Forrest W Young - Collected Quotes

"A boxplot is a dotplot enhanced with a schematic that provides information about the center and spread of the data, including the median, quartiles, and so on. This is a very useful way of summarizing a variable's distribution. The dotplot can also be enhanced with a diamond-shaped schematic portraying the mean and standard deviation (or the standard error of the mean)." (Forrest W Young et al, "Visual Statistics: Seeing data with dynamic interactive graphics", 2016)

"A scatterplot reveals the strength and shape of the relationship between a pair of variables. A scatterplot represents the two variables by axes drawn at right angles to each other, showing the observations as a cloud of points, each point located according to its values on the two variables. Various lines can be added to the plot to help guide our search for understanding." (Forrest W Young et al, "Visual Statistics: Seeing data with dynamic interactive graphics", 2016)

"A statistical hypothesis is a statement that specifies a set of possible distributions of the data variable x. In hypothesis testing, the goal is to see if there is sufficient statistical evidence to reject a presumed null hypothesis in favor of a conjectured alternative hypothesis. Confirmatory statistics used the formalisms of mathematical proofs, theorems, derivations, and so on, to provide a firm mathematical foundation for hypothesis testing."(Forrest W Young et al, "Visual Statistics: Seeing data with dynamic interactive graphics", 2016)

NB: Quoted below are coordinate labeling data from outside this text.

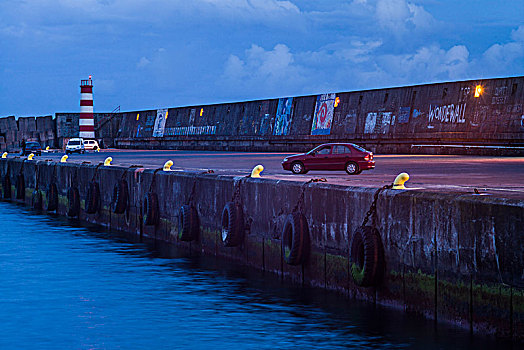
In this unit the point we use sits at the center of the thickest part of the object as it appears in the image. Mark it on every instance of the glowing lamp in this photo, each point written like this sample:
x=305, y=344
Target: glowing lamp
x=478, y=90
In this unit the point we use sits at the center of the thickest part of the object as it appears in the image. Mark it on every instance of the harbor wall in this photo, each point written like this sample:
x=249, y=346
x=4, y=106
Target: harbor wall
x=456, y=258
x=443, y=118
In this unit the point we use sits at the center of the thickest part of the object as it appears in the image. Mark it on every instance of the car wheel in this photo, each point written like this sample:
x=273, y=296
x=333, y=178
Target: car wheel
x=297, y=168
x=352, y=168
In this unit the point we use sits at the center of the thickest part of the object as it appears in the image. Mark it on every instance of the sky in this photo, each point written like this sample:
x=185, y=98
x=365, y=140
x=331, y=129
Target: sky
x=148, y=54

"After all, we do agree that statistical data analysis is concerned with generating and evaluating hypotheses about data. For us, generating hypotheses means that we are searching for patterns in the data - trying to 'see what the data seem to say'. And evaluating hypotheses means that we are seeking an explanation or at least a simple description of what we find - trying to verify what we believe we see." (Forrest W Young et al, "Visual Statistics: Seeing data with dynamic interactive graphics", 2016)

"Commonly, data do not make a clear and unambiguous statement about our world, often requiring tools and methods to provide such clarity. These methods, called statistical data analysis, involve collecting, manipulating, analyzing, interpreting, and presenting data in a form that can be used, understood, and communicated to others." (Forrest W Young et al, "Visual Statistics: Seeing data with dynamic interactive graphics", 2016)

"Exploring data generates hypotheses about patterns in our data. The visualizations and tools of dynamic interactive graphics ease and improve the exploration, helping us to 'see what our data seem to say'." (Forrest W Young et al, "Visual Statistics: Seeing data with dynamic interactive graphics", 2016)

"Histograms and frequency polygons display a schematic of a numeric variable's frequency distribution. These plots can show us the center and spread of a distribution, can be used to judge the skewness, kurtosis, and modicity of a distribution, can be used to search for outliers, and can help us make decisions about the symmetry and normality of a distribution." (Forrest W Young et al, "Visual Statistics: Seeing data with dynamic interactive graphics", 2016)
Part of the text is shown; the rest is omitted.